En cuisine, pour s’imposer, la créativité est nécessaire. Ce n’est pas simple car en tant que chef cuisinier, on n’a pas de contact avec les clients. On ne sait pas ce qu’ils attendent. Mais il faut sans cesse innover. À Chartres, en marge du restaurant étoilé Le Grand Monarque, mon associé et moi avons développé des cours de cuisine cinq jours sur sept. Les plats sont variés et nous avons un contact différent avec les personnes. Cette aventure est un renouvellement permanent. Quand on brise la routine, on le regrette rarement.
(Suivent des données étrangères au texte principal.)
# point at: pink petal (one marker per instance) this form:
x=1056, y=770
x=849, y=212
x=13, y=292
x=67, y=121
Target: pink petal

Jusqu’à 15 ans, je voulais être agriculteur. Mais je ne possédais pas de terre. J’ai donc suivi mon frère jumeau dans une école hôtelière. C’est comme ça que je suis entré en cuisine, tout simplement. Après, il a fallu du travail, mais surtout une bonne dose de risque. En 2009, avec ma brigade, nous avons réussi à décrocher une étoile au guide Michelin. Une consécration. Pourtant, il ne faut pas forcément être le meilleur techniquement pour réussir. Le succès se joue dans l’humain, au travers de la personnalité. Les agriculteurs doivent développer la notion d’entreprendre.
Sortir du moule
Les agriculteurs ont une carte importante à jouer avec le grand public. Les producteurs en circuits courts l’ont bien compris. Ils ont la pêche ! Ils ont réussi à sortir du moule, à se démarquer. Revers de la médaille, ils travaillent énormément. Il faut savoir parfois déléguer les tâches subalternes et se concentrer sur le savoir-faire du producteur.
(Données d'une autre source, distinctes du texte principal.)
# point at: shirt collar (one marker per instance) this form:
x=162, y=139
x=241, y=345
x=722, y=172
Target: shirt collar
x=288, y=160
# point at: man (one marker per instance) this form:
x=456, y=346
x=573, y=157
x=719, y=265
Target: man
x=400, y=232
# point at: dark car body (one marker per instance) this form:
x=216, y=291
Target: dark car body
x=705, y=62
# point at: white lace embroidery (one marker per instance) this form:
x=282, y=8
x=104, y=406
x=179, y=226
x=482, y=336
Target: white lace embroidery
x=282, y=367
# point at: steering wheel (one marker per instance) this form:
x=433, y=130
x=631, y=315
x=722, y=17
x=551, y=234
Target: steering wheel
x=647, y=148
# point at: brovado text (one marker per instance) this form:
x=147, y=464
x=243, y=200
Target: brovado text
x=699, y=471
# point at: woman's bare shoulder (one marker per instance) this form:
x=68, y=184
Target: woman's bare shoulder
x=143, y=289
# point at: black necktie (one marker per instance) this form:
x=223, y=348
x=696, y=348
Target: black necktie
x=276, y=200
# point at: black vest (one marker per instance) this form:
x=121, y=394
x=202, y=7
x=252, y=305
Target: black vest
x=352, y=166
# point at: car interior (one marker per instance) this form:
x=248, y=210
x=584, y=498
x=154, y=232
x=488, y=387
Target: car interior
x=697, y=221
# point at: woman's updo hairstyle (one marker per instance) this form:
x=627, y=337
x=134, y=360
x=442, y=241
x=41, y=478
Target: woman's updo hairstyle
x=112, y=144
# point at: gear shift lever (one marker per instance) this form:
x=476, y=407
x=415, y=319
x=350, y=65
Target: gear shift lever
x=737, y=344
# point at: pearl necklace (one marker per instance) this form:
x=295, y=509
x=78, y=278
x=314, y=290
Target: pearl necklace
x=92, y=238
Il y a vingt ans, je me fournissais chez Métro, le grossiste des restaurants. Je n’avais pas le temps de sortir de ma cuisine. Puis j’ai rencontré un producteur, et deux, et trois, etc. J’ai appris à tisser des liens particuliers avec chacun d’entre eux. En 2008-2009, notre restaurant proposait tout un menu à partir de produits d’Eure-et-Loir.
Jouer collectif
Aujourd’hui nous publions un livre de recettes (1) et nous proposons des cours de cuisine « spécial terroir ». Bientôt, nous publierons un deuxième livre sur les produits de saison… Pourquoi ça fonctionne ? On s’aide mutuellement. Les producteurs ont passé du temps à élaborer les recettes avec moi. Nous avons fait des efforts pour comprendre le métier de l’autre. Il est nécessaire de ne pas rester dans son monde et de s’ouvrir.
Dans un certain sens, la crise peut avoir des vertus. Elle nous montre qu’il est primordial de jouer collectif. En grandes cultures aussi, il est possible d’innover en se diversifiant, en produisant autrement, en inventant un nouveau conditionnement… L’essentiel est d’aller vers l’autre.
(1) 50 recettes de terroir en Eure-et-Loir, de Laurent Clément, Cuisine d’auteurs, 2016, 25 €.